Hey @andy1li , did you have a chance to look at this? I’d love to progress on this challenge but I’m out of ideas.

Hi @eaverdeja, thanks for sharing the detailed logs!

This entry for main.py does not look correct:

The file app/main.py shouldn’t be included directly in the root. Instead, it’s the directory app that should be included.

Here’s an example of the output from the real Git:

Let me know if you’d like further clarification or assistance in debugging your implementation!

1 Like

Ahh that makes sense. I was doing the recursion at the wrong place.

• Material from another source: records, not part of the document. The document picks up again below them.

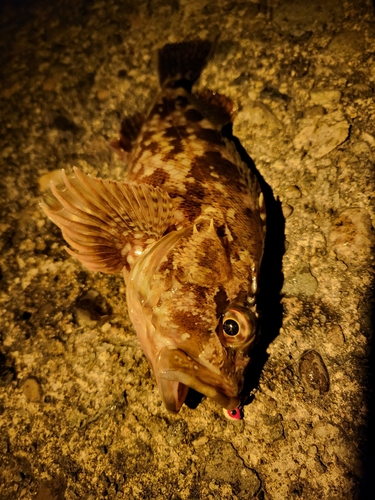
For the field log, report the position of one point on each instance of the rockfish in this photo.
(186, 227)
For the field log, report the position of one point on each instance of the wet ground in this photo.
(80, 415)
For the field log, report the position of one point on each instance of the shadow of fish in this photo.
(186, 228)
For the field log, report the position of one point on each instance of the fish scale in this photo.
(186, 227)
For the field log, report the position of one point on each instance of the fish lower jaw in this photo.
(175, 377)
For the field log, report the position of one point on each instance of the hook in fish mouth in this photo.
(176, 372)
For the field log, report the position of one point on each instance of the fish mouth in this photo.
(177, 372)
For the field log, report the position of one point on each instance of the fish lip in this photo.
(177, 372)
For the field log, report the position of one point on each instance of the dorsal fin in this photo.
(129, 132)
(218, 108)
(108, 223)
(180, 64)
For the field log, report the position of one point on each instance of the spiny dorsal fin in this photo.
(108, 223)
(182, 62)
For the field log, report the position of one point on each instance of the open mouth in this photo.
(177, 372)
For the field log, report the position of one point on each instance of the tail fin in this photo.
(180, 64)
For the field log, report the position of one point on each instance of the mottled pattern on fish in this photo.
(187, 228)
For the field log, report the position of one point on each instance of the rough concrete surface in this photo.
(81, 417)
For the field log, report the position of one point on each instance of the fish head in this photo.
(191, 300)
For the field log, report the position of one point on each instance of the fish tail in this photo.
(180, 64)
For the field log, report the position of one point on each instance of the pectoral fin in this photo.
(108, 223)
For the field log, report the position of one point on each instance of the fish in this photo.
(185, 226)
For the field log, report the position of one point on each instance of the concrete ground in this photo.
(80, 415)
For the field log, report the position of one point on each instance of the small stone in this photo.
(313, 372)
(360, 147)
(287, 210)
(352, 237)
(102, 95)
(314, 112)
(326, 138)
(292, 193)
(335, 335)
(370, 139)
(323, 97)
(225, 466)
(301, 283)
(177, 433)
(319, 140)
(32, 390)
(45, 180)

Tests are now passing, I just gotta clean up the code :see_no_evil:

[tester::#FE4] Running tests for Stage #FE4 (Write a tree object)
[tester::#FE4] $ ./your_program.sh init
[your_program] Initialized git directory
[tester::#FE4] Creating some files & directories
[tester::#FE4] $ ./your_program.sh write-tree
[your_program] e0eaa24bc3e7945df1c780de90481b709c800827
[tester::#FE4] Reading file at .git/objects/e0/eaa24bc3e7945df1c780de90481b709c800827
[tester::#FE4] Found git object file written at .git/objects/e0/eaa24bc3e7945df1c780de90481b709c800827.
[tester::#FE4] $ git ls-tree --name-only e0eaa24bc3e7945df1c780de90481b709c800827
[tester::#FE4] Test passed.

Thanks Andy!

1 Like

This topic was automatically closed 5 days after the last reply. New replies are no longer allowed.